Should the court continue the hearing to a later date the order remains in place. Given the state of the courts systems this could drag on repeatedly, effectively denying the subject of such an order any true means of appeal for much longer than the envisioned 21 days.
And one final objection. The subject of such an order has a right to request a hearing, but only one hearing in a 12 month period. Circumstances can substantially change in less than one year. Additional opportunity to challenge such an order should be afforded to the respondent should circumstances change.
Studies in many different cultures/ countries have shown that the urge to actually commit suicide spikes suddenly, and how many suicides are succesful depends on how easy it is at that moment to comit suicide. Eating a gun if it’s in the house is easy; driving somewhere or getting up a building is often too much effort at that moment.
One famous study is the permanent drop after GB switched away from gas ovens. Many women committed suicide by sticking their head in the oven; after switching to electric, the rate dropped and didn’t rise because of other methods.
Or Golden Gate bridge: after a railing was added, rates of tries dropped.
Institituion would be helpful to start therapy to adress the underlying causes - provided you give enough money to have enough mentall health doctors or therapists available.
You do know that police can already take away all your property under these civil forfeiture laws, right? With no accusation or trial necessary, or chance of getting your stuff back?
And what about the civil rights of civilians being shot by the police or other citizens for being the wrong colour, without the guilty person being charged, or often not even investigated?
Sounds as if it’s no problem taking away the rights of black people, but a big problem to take away the rights of white gun owners.
And we now have proof that everything on the SDMB can be made to be about racism or rape.
Not saying that Czarcasm is saying this but I do believe that some folks in our society think that any soldier coming home from war should be institutionalized due to their belief in that every veteran is a Sociopathic Soldier.
I think everybody’s overestimating Oregon’s financial ability to impose all these dire predictions … we’re giving Czarcasm a tool to save his nephew’s life … not sure the government can abuse this without spending money …

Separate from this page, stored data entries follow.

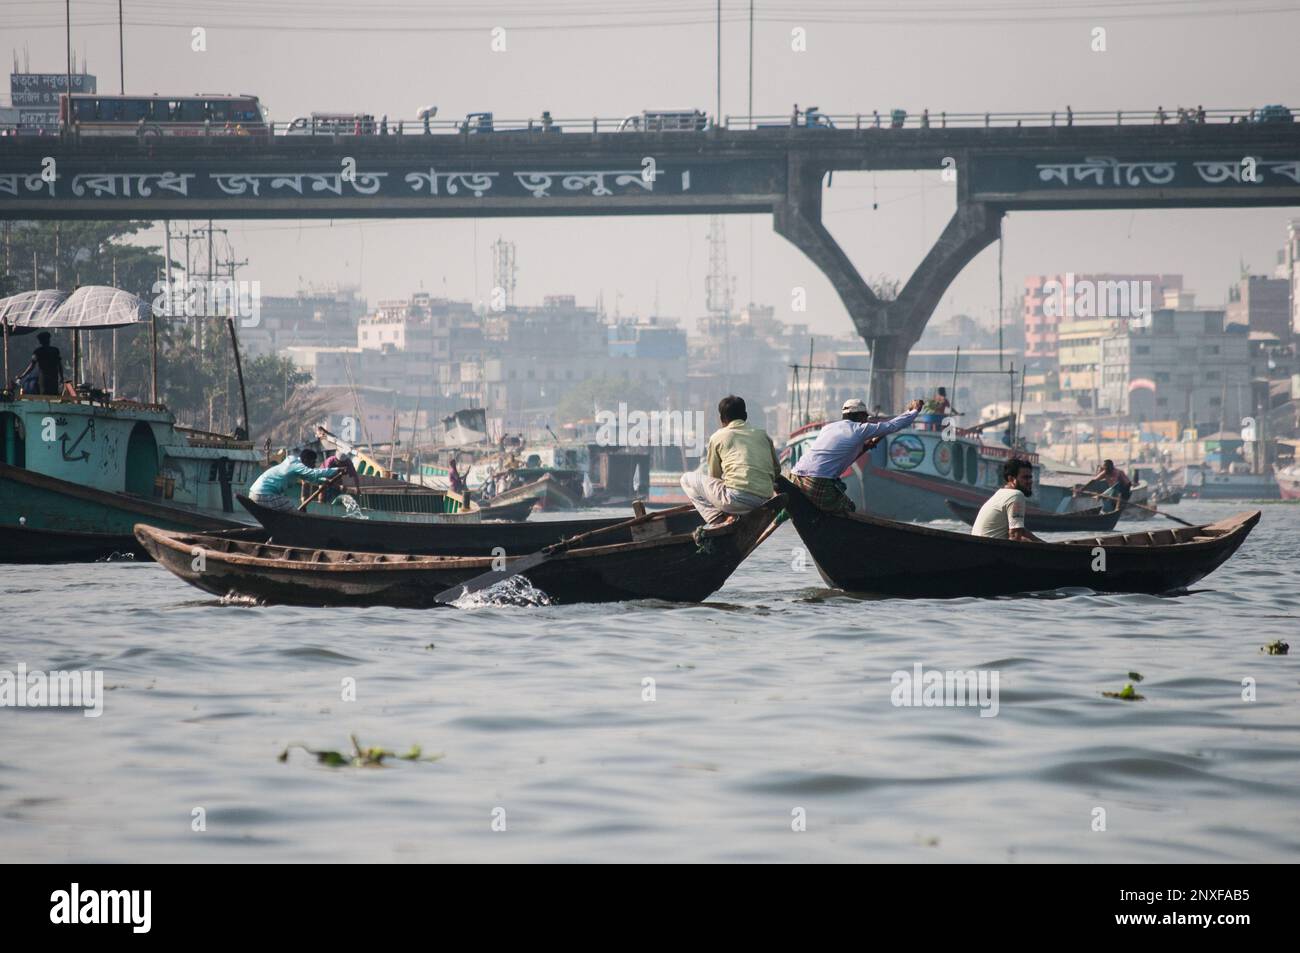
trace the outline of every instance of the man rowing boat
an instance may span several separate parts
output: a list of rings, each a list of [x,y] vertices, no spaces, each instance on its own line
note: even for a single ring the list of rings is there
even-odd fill
[[[682,474],[682,492],[706,523],[730,523],[772,496],[781,469],[776,447],[765,431],[749,426],[748,416],[743,398],[722,398],[718,402],[722,428],[709,438],[703,466]]]
[[[340,473],[334,467],[319,470],[315,467],[315,450],[304,450],[296,457],[290,454],[253,482],[248,490],[249,499],[273,510],[297,509],[298,504],[289,497],[290,487],[299,483],[329,483]]]
[[[853,501],[844,493],[840,474],[883,438],[912,426],[921,406],[920,400],[914,400],[893,420],[873,424],[868,422],[866,404],[856,398],[846,400],[840,410],[841,419],[822,427],[790,471],[790,482],[803,490],[818,509],[851,512]]]
[[[1025,529],[1025,509],[1029,505],[1028,497],[1033,495],[1033,465],[1028,460],[1008,460],[1002,464],[1002,489],[984,501],[971,527],[971,535],[1041,543],[1041,539]]]

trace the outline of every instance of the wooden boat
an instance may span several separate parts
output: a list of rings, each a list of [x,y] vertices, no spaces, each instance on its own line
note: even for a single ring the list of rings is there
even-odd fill
[[[819,510],[777,481],[822,578],[850,592],[919,598],[1002,596],[1078,587],[1162,593],[1212,573],[1245,541],[1259,511],[1206,526],[1061,543],[1022,543]],[[1104,570],[1094,570],[1105,554]]]
[[[716,592],[775,524],[773,497],[721,527],[670,531],[663,514],[626,542],[600,537],[558,553],[523,576],[553,602],[664,599],[700,602]],[[160,564],[218,596],[301,606],[431,608],[444,589],[488,572],[490,556],[395,556],[253,543],[141,524],[136,538]],[[613,536],[614,534],[610,534]],[[519,557],[512,557],[518,559]],[[509,563],[507,563],[509,565]]]
[[[485,520],[496,520],[504,523],[522,523],[528,519],[533,511],[537,501],[531,497],[525,497],[521,500],[507,500],[504,503],[482,503],[475,504],[473,512],[483,514]]]
[[[499,489],[482,506],[500,506],[531,500],[538,510],[574,510],[582,505],[582,474],[576,470],[542,470],[537,467],[520,467],[500,475],[503,484],[513,483],[509,489]]]
[[[956,500],[948,500],[948,509],[967,526],[975,525],[980,508]],[[1119,522],[1119,510],[1103,513],[1100,506],[1074,513],[1043,513],[1030,510],[1025,514],[1025,529],[1031,533],[1059,533],[1080,531],[1108,533]]]
[[[528,523],[390,523],[380,520],[317,516],[296,510],[273,510],[246,496],[244,508],[286,546],[307,549],[345,549],[363,553],[402,553],[411,556],[485,556],[496,547],[508,556],[535,553],[579,533],[626,522],[619,517],[585,520],[549,520]],[[662,514],[672,533],[690,533],[703,525],[694,507],[679,507]],[[484,519],[487,519],[487,513]],[[629,533],[608,542],[630,542]]]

What’s stopping someone saying that everyone is an immediate danger in front of an anti-gun judge?
I didn’t know that!
What law, specifically, allows this?
Yes, no doubt the minute this law passes some radical judge will order all guns in Oregon confiscated! And then the black helicopters will swoop down and Barack Hussein Obama will herd us all into re-education camps and make us get gay married! Oh noes!!!
Yes, I was being hyperbolic, but the point is that you’ve got to think about how a law can be abused.

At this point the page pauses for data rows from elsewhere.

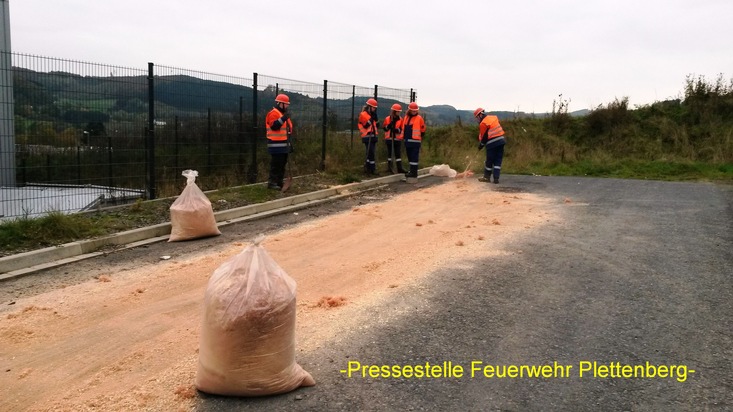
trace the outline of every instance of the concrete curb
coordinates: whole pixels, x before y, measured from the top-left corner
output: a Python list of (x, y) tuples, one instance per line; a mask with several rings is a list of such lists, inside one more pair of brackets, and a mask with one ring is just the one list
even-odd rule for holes
[[(429, 169), (420, 170), (420, 178), (430, 176)], [(218, 226), (239, 223), (245, 220), (261, 219), (298, 209), (304, 209), (321, 203), (331, 202), (340, 198), (382, 187), (388, 183), (400, 181), (402, 175), (390, 175), (335, 186), (316, 192), (304, 193), (296, 196), (284, 197), (265, 203), (242, 206), (235, 209), (222, 210), (214, 213)], [(104, 246), (124, 245), (123, 249), (138, 247), (145, 244), (168, 240), (171, 232), (170, 222), (154, 226), (128, 230), (96, 239), (66, 243), (59, 246), (47, 247), (30, 252), (0, 258), (0, 281), (11, 279), (48, 269), (67, 263), (103, 255), (107, 252), (98, 250)]]

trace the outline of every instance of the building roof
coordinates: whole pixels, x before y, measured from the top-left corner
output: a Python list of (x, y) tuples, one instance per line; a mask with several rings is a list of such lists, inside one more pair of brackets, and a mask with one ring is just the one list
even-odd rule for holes
[(30, 184), (0, 187), (0, 220), (39, 217), (49, 212), (77, 213), (110, 202), (140, 198), (142, 189), (105, 186), (51, 186)]

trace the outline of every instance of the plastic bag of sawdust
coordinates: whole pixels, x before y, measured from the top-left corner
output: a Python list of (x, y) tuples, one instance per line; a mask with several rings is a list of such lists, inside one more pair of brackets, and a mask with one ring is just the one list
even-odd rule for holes
[(229, 396), (316, 384), (295, 362), (295, 281), (255, 239), (209, 279), (196, 388)]
[(433, 176), (441, 176), (441, 177), (456, 177), (458, 172), (451, 169), (448, 165), (434, 165), (430, 168), (430, 171), (428, 172)]
[(184, 170), (182, 174), (186, 178), (186, 187), (170, 207), (171, 235), (168, 241), (220, 235), (211, 202), (196, 185), (199, 172)]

Like FDR ordered Japanese Americans into concentration camps?
Or, let them. I think suicide is a basic human right- if there are such things. Now, sure, we also have the right to try and talk them out of it.
Is the OP going to address post 26?
http://boards.straightdope.com/sdmb/showpost.php?p=20183504&postcount=26
Sure.
I don’t wish to get into abortion rights in this thread. Bringing up guns in an analogy was a big enough distraction.
Which railing? The suicide barriers that they started putting in last month, and aren’t finished yet? I don’t think you can draw conclusions about that eficacy quite yet. The existing railings pretty much anyone can climb. Also that’s not a good analogy; if the total rate of suicides or suicide attempts by any means went down, then that’d be a good comparison. Also you have people traveling to SF specifically to commit suicide there, that’s not trivial and will skew the local suicide rate.
This.
Oregon has a (deeply flawed) Death with Dignity law, allowing for physician-assisted suicide. To take another suicide option off the table is ridiculous and hypocritical, and to do so in this flawed a manner is a horrible step to take.